What the Lawsuits Are Actually Asking For
The preservative lawsuit is seeking class certification for two groups: anyone in the U.S. who bought a Costco rotisserie chicken, and a sub-class of California buyers. It brings claims under the California Consumers’ Legal Remedies Act, the California Unfair Competition Law, the California False Advertising Law, and the Washington Consumer Protection Act. The plaintiffs want unspecified monetary damages and a jury trial.

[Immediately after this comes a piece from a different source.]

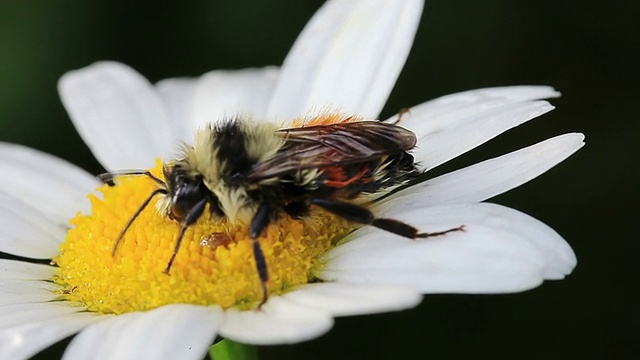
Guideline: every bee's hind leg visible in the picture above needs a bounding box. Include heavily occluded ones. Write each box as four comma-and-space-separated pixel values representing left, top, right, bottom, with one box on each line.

The salmonella lawsuit is seeking compensatory and triple damages for anyone who bought Kirkland Signature rotisserie chicken or raw chicken parts since January 1, 2019. It cites violations of Washington consumer protection laws and argues that Costco broke an implied promise that its chicken is safe to eat. Neither lawsuit claims that every individual chicken was contaminated or harmful — instead, they focus on whether Costco’s practices and marketing were honest.
Costco Hasn’t Said Much
Costco’s public response to all of this has been minimal. On the preservatives issue, the company acknowledged using sodium phosphate and carrageenan and quietly removed the “no preservatives” signage. On the salmonella lawsuit, Costco hasn’t publicly detailed any response, and the case is still in its early stages. Lincoln Premium Poultry, which is not named as a defendant, also didn’t respond to media requests for comment.
Both cases could take years to work through the courts. Class-action certification alone is a long process, and Costco has the legal resources to fight these battles for as long as it takes. But even if the lawsuits don’t result in massive payouts, the reputational damage is real. The $4.99 rotisserie chicken isn’t just a product for Costco — it’s a symbol. It’s the thing that makes people feel like their membership is worth it. It’s the reason people drive past three other grocery stores to get to a Costco. And right now, that symbol is looking a lot less golden than it used to.